The promotional airfare scheme, which will come into effect from May 15 and is expected to last for at least a month, gives an indication that NAC could adopt aggressive pricing strategy, heating up competition in the domestic aviation.
On Sunday, ending a 28-year drought, NAC added a Chinese-made Modern Ark 60 (MA60) aircraft to its domestic fleet. With this 56-seater turboprop, the national flag bearer will resume flights on trunk routes after almost 12 years. Before the arrival of the MA 60, NAC had just one ageing Twin Otter in its domestic fleet.
NAC Spokesperson Ram Hari Sharma said after the end of the promotional fare scheme, the normal airfares would be some 20-22 percent cheaper than what other private carriers charge.
NAC has set the one-way promotional fare for Kathmandu-Dhangadhi sector at Rs 5,740, while the normal fare of private carriers on the sector stands at Rs 11,795. For KTM-Bhadrapur sector, NAC will charge Rs 4,130 compared to Rs 8,165 charged by private airlines.
Similarly, NAC’s promotional fares for KTM-Biratnagar and KTM-Bhairahawa routes are Rs 3,505 and Rs 3,145, respectively. On the same routes, normal fares of private carriers are Rs 7,075 and Rs 6,205, respectively.
“We will focus on service delivery first and competition will be part of our business,” Sharma said. “Either it is on service or airfare, our aim is to serve travelers at reasonable rates.”
Sharma, however, said NAC will go for a healthy competition.
Industry insider say NAC, which plans to make an aggressive comeback in the market, is likely to impact two major domestic players—Buddha Air and Yeti Airlines—forcing them to go for price cuts.

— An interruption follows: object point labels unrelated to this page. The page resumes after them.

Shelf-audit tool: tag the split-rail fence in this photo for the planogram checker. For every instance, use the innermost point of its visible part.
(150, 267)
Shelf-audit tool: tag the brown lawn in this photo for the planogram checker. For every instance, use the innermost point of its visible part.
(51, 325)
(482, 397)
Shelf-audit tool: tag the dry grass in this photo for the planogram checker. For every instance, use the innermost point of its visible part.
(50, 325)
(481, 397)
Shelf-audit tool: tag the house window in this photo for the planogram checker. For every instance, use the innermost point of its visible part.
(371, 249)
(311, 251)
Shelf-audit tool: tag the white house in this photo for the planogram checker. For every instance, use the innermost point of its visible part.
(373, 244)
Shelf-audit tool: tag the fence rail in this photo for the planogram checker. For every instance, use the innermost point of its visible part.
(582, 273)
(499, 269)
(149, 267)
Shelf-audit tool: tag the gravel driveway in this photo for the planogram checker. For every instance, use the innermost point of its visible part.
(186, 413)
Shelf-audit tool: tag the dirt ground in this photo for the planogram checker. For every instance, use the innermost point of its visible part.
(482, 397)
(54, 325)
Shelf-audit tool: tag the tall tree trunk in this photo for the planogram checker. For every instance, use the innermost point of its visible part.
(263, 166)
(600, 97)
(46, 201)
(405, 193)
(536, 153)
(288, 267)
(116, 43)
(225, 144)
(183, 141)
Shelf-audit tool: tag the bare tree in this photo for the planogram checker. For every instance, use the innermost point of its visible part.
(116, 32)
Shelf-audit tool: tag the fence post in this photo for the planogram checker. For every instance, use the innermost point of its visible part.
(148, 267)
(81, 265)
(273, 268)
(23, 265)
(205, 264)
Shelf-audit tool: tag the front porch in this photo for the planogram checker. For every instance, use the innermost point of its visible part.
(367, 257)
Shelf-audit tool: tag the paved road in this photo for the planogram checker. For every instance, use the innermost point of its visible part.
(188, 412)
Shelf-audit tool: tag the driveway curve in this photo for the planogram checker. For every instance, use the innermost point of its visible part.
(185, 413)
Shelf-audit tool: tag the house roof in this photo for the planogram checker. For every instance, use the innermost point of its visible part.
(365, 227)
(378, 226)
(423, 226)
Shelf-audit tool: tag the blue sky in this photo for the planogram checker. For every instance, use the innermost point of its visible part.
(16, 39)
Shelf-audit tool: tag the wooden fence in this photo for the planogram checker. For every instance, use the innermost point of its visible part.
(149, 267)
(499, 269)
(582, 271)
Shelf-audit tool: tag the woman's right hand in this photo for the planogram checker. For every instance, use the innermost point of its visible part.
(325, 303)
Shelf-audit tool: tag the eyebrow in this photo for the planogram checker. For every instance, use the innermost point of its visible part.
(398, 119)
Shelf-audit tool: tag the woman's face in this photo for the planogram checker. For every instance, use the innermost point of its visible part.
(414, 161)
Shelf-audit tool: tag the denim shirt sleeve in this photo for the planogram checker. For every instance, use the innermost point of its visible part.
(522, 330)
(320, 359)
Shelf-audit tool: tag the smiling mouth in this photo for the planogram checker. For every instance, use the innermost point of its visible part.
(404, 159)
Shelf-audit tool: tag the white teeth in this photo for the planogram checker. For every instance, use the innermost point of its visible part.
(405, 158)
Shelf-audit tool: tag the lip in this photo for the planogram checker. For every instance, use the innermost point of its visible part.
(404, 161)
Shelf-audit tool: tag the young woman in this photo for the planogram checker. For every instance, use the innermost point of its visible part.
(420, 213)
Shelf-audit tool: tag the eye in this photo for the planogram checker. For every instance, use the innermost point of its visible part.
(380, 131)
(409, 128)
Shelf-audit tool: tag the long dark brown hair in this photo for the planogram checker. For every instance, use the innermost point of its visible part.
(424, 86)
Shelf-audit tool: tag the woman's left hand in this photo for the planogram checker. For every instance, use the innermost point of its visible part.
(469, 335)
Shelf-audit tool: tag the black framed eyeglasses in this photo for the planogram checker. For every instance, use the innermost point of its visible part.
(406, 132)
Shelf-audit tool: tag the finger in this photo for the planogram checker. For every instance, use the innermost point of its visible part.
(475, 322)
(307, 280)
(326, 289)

“Given the market trend, competition will obviously increase,” said Rupesh Joshi, executive manager at Buddha Air. “However, we have not yet decided what our strategy will be as NAC will only have a single aircraft at present to serve trunk routes,” he said.
Normally, the occupancy of domestic carriers largely depends on the pricing structure—if airfares drop, airlines gets more flyers. However, Yeti Airlines believes on quality and safety as major “passenger attracting mantra”. “The price difference will not make much difference as far as loyal clients are concerned, but price-conscious travelers may shift,” said Roshan Regmi, marketing manager at Yeti Airlines.
What encourages NAC to go for a price war is it does not have to repay loans and interest for at least seven years. As per the commercial agreement signed between Nepal and China, NAC has been offered a seven-year grace period for loan repayment. This will allow NAC to enjoy
earnings for at least seven years, or it has to repay its loan and interest in 13 years on an installment basis.